Dari Jogja Halal Fest 2018, BRI Syariah Berhasil Kantongi Perolehan Pembiayaan Rp9,6 Miliar

Dari Jogja Halal Fest 2018, BRI Syariah Berhasil Kantongi Perolehan Pembiayaan Rp9,6 Miliar

PT Bank BRI Syariah Tbk (BRIS) baru saja ikut memeriahkan Jogja Halal Fest 2018 yang di gelar pada tanggal 11 - 14 Oktober lalu, di Jogja Expo Center Yogyakata. BRI Syariah berhasil meraih perolehan pembiayaan sebesar Rp9,6 miliar dari gelaran event tersebut.

Sekretaris Perusahaan BRI Syariah, Indriati Tri Handayani, mengatakan bahwa masa depan keuangan saat ini ada di tangan para generasi milenial, artinya produk yang dimiliki perbankan khususnya di syariah saat ini harus cepat mengikuti arus teknologi.

“Untuk itu BRIsyariah hadir di Jogja Halal Fest dengan menjawab kebutuhan para milenial,” kata Indri, dalam keterangan tertulisnya yang dilansir, Selasa (16/10/2018).

Indri menjelaskan, dalam event Jogja Halal Fest 2018, produk perbankan syariah milik BRI Syariah seperti KPR dan pembiayaan mikro menjadi magnet dengan hasil pencapaian sebesar Rp5 miliar untuk KPR dan Rp3,8 miliar untuk pembiayaan mikro, ungkap Indri.

Selain produk pembiayaan, BRI Syariah juga sukses menggaet nasabah-nasabah milenial untuk menaruh dananya. Selama empat hari penyelenggaraan Jogja Halal Fest 2018, perolehan angka yang berhasil dihimpun BRI Syariah terbilang cukup fantastis.

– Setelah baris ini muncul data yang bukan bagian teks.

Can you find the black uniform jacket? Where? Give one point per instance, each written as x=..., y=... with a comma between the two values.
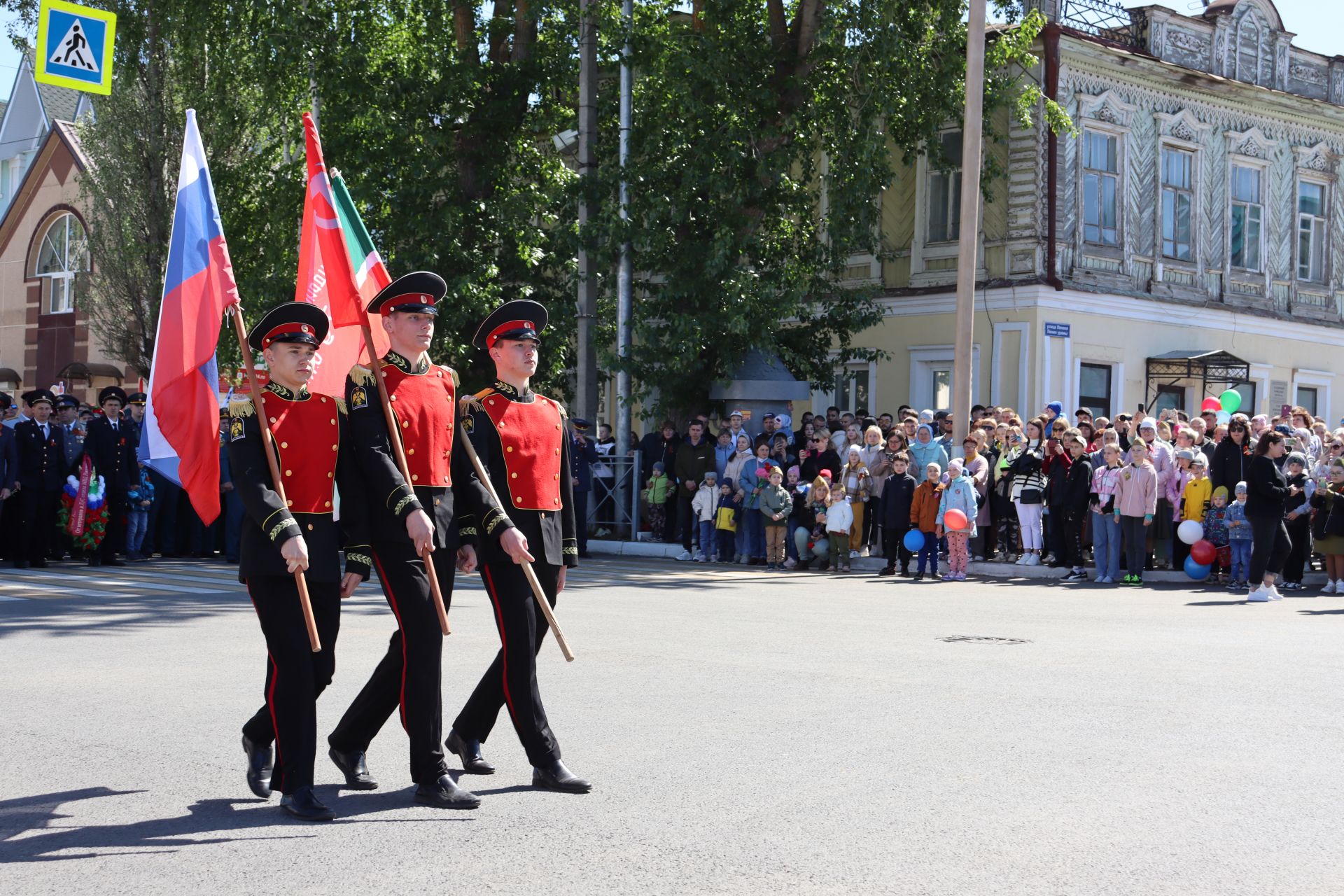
x=269, y=522
x=42, y=461
x=113, y=451
x=390, y=501
x=550, y=532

BRI Syariah menutup perolehan pembiayaan sebesar Rp9,6 miliar, Dana Pihak Ketiga (DPK) sebesar Rp2,2 miliar, serta layanan dan jasa lainnya sebesar Rp63 juta.

Disamping itu, lanjut Indri, BRI Syariah juga melakukan tindak lanjut kerjasama dengan beberapa instansi di Jogja atas ikhtiar atau usaha yang telah dilakukan beriringan dengan rangkaian acara tersebut.

“Alhamdulillah, dengan strategi penjualan aktif dan tampilan yang lebih kekinian, BRI Syariah menjadi pilihan para milenial muslim di Jogja. BRI Syariah memaksimalkan transaksi digital yang telah menjadi kebutuhan sehari-hari mereka dan berharap dapat terus memimpin, dan pada akhirnya meningkatkan penetrasi industri syariah di industri perbankan Indonesia,” tutup Indri.